Bailey told creditors in his first report that Saaib had advised that his former spouse, Ivonne Moussa Slaimen, was a co-owner of the Property.

That doesn’t appear to gel with a title search of the NSW Land Registry Services database which Bailey said revealed that Saaib is the sole registered proprietor of the Property.

Nevertheless, the ex-wife lawyered up and as Pure Legal’s Chris Perry told the meeting on December 23, if her client’s offer to buy out her ex was refused and Bailey replaced, “her client would withdraw her offer to purchase the Property equity, and will instead use these funds to commence legal proceedings to enforce her claim on the Property in the Family Court”.

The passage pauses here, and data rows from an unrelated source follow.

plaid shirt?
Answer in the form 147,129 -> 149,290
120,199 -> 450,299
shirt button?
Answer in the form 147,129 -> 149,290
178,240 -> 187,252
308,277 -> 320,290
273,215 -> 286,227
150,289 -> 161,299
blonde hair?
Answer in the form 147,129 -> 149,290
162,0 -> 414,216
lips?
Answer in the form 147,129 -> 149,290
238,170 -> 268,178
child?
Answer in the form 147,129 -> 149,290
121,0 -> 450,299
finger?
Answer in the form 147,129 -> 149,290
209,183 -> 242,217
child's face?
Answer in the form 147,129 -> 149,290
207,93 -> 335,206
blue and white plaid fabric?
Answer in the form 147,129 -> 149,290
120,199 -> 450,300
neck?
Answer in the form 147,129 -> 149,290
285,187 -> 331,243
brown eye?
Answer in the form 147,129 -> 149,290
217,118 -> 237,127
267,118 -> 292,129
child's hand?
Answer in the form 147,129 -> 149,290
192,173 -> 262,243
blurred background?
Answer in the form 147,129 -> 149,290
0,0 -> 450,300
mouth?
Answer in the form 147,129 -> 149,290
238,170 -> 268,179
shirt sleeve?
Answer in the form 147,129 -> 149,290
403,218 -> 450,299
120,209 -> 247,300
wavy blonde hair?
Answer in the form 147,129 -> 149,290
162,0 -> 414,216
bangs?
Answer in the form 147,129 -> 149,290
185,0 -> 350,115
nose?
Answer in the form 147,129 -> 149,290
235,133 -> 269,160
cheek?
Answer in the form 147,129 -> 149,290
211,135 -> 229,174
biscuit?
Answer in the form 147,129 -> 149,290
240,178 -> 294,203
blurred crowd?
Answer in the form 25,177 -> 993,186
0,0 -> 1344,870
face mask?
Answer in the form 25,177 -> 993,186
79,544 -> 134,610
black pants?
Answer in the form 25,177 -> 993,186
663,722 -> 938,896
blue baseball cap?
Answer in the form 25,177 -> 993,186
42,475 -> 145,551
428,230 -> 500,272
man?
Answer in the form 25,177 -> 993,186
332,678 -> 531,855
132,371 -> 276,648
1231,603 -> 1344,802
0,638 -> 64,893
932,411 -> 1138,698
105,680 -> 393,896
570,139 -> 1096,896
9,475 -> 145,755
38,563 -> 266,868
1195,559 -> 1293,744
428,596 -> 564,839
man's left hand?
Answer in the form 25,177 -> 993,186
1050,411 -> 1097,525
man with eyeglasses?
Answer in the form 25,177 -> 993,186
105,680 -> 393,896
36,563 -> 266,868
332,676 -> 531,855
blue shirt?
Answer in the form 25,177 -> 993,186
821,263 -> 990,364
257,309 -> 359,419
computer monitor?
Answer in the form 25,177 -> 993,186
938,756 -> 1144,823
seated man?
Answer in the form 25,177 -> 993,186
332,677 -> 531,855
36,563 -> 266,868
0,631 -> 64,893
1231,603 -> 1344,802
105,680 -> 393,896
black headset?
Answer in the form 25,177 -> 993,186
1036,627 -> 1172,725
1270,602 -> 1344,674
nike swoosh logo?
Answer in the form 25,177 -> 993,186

Creditors had already been advised by Bailey that if the Family Court ruled in the ex-wife’s favour, there’d likely be no recovery for creditors. And that’s what makes the conditions attaching to the indemnity the bankrupt’s daughter offered curious.

Bailey rejected any suggestion of impropriety when iNO contacted yesterday him saying: “I have never accepted an indemnity conditional on making a finding that is favourable to a related party of a debtor and it would be slanderous of you to suggest otherwise.”

That however wasn’t what iNO asked. How could we? The indemnity isn’t enlivened to the point where the trustee can choose to accept or decline it until and if a specific and future event occurs.

We had asked Bailey if he had any misgivings about accepting an appointment that came with a such potentially problematic indemnity attached.

It was the optics iNO was interested in, and Bailey’s opinion of them, particularly in light of the conditions and threats attaching to the ex-wife’s offer. We clarified this in a second email and Bailey responded after COB.

“My indemnity is enlivened by the non-receipt of assets into the estate to meet my creditor approved remuneration which is an entirely normal condition to impose on the provision of a consent to act where it is unclear whether sufficient assets exist to be realised to meet the costs of the estate’s administration. No, I do not have any concerns as to the optics.”

The outcome of the meeting in the meantime saw the resolution fail because while the creditors with more than 90 per cent of the value voted to remove Bailey, the majority in number were against it and on the advice of his lawyer Ashok Yogachandra Bailey declined to use his casting vote.

Yogachandra and the Owners corp’s brief David Farrar also exchanged pleasantries during the meeting and, in there aftermath Farrar filed proceedings in the Federal Court seeking orders removing Bailey and installing Hall Chadwick duo John Shanahan and Matthew Vines.

At this stage Bailey has yet to file a defence but orders made yesterday required him to deliver to Farrar and his client “any written document recording the indemnity given by Tony Saaib’s daughter, Ms Joanna Massoud, in favour of the respondent and referred to in the respondent’s Declaration of Independence, Relevant Relationships and Indemnities dated 9 November 2022, together with any document recording any variation, by 4.00 pm AEDT on 9 March 2023.”

1 Comment on "Indemnity conditional on unlikely recovery finding"

  1. james Johnson | 10 March 2023 at 9:41 am | Reply

    It will be interesting to see how a court will react to this type of situation. The Owners Corporation is the aggressor is likely to foot the bill for any trustee. Whichever way the matter is to be considered the issue will have to be litigated either in the Supreme Court or, most probably the Division 2 Court as it has jurisdiction both in bankruptcy and also under the Family Law Act 1975.